Avec l’implantation du service de traverse, le passage d’une rive à l’autre du fleuve est facilité. Les échanges entre les deux rives décuplent. Les affaires sont florissantes et, inévitablement, le service gagne en popularité. Il n’est pas parfait, puisqu’il n’est pas en fonction 24h sur 24 ou lorsqu’il y a de la brume, par exemple, mais on s’en contente. Traverser le fleuve prend alors une quinzaine de minutes.
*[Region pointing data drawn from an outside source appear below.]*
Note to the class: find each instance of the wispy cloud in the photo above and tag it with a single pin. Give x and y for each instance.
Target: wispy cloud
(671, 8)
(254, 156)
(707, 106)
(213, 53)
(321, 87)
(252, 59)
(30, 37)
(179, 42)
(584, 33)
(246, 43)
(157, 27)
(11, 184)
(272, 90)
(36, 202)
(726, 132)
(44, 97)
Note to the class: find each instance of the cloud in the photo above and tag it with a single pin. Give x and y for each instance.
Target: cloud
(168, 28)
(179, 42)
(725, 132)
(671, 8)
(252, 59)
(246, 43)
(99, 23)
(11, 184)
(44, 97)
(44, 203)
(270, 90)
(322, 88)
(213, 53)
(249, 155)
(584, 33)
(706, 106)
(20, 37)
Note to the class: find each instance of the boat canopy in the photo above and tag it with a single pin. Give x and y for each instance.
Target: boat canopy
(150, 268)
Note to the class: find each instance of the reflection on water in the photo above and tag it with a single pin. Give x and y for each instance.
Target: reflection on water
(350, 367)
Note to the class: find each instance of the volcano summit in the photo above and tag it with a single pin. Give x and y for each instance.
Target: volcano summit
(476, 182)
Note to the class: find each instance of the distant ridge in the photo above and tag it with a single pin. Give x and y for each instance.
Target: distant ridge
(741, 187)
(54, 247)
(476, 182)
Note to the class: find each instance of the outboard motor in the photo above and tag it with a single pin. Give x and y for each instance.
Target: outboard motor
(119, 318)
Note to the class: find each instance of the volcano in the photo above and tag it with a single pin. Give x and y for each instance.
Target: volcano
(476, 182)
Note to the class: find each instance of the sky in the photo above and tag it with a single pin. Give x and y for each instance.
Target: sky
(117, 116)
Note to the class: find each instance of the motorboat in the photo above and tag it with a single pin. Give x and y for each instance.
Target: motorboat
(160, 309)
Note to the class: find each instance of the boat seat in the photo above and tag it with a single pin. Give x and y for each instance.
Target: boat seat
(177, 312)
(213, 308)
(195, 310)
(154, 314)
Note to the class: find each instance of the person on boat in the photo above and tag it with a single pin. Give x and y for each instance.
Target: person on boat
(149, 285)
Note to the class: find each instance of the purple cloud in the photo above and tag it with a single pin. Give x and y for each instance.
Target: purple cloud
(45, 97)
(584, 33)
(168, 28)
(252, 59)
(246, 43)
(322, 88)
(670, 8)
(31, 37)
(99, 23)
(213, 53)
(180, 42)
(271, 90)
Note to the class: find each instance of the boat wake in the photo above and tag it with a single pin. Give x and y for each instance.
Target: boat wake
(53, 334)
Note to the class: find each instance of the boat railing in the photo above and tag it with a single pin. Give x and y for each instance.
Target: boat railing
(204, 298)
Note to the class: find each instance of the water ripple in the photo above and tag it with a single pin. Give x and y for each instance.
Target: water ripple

Or, vient un temps où le service ne suffit plus à la demande. C’est l’avènement des véhicules automobiles et le développement de l’industrie ferroviaire dans la région qui compliquent de plus en plus les choses. Les traverses sont pleines, les files d’attente s’allongent. La nécessité de construire un pont s’impose alors de plus en plus dans la tête des intervenants économiques trifluviens.

À l’aube des années 1950, la Chambre de commerce de Trois-Rivières commence à militer publiquement en faveur d’un tel projet. Elle entreprend une vaste campagne au cours de laquelle elle scande «Le pont, il nous le faut et nous l’aurons!». En 1954, elle commande des études à cet effet. Le gouvernement du Québec se saisit du dossier. En 1964, le chantier démarre. Il durera trois ans et coûtera 50 M$.

 

Quelques dates marquantes

9 avril 1946: la construction du pont est discutée au parlement d’Ottawa. Le député Dubois, de Nicolet-Yamaska, présente une motion pour que le gouvernement mette à exécution une motion déjà adoptée en 1936.

De 1948 à 1960: campagne «Le pont, il nous le faut et enfin nous l’aurons»

Le pont Laviolette dans ses jeunes années. (Photo: gracieuseté de la famille Gérard Gauthier)

1953: 30 000$ sont amassés par la Chambre de commerce de Trois-Rivières pour des études

sur le pont.

1956: Maurice Duplessis déclare : «Si vous ne votez pas Union nationale, vous n’aurez pas de pont»

1957: dévoilement le 28 avril des esquisses du pont montrant les cinq étapes de sa construction espérée.

1960: le 8 janvier, Antonio Barrette, nouveau premier ministre unioniste affirme: «Le pont sera construit». Le 15 juin, le chef libéral Jean Lesage confirme: «Le pont vous l’aurez.»

1964: les travaux du pont démarrent.

1965: explosion qui fait éclater un caisson au pilier numéro 2, faisant 12 morts (7 septembre)

1967: inauguration le 20 décembre par le ministre de la Voirie, Fernand-Joseph Lafontaine.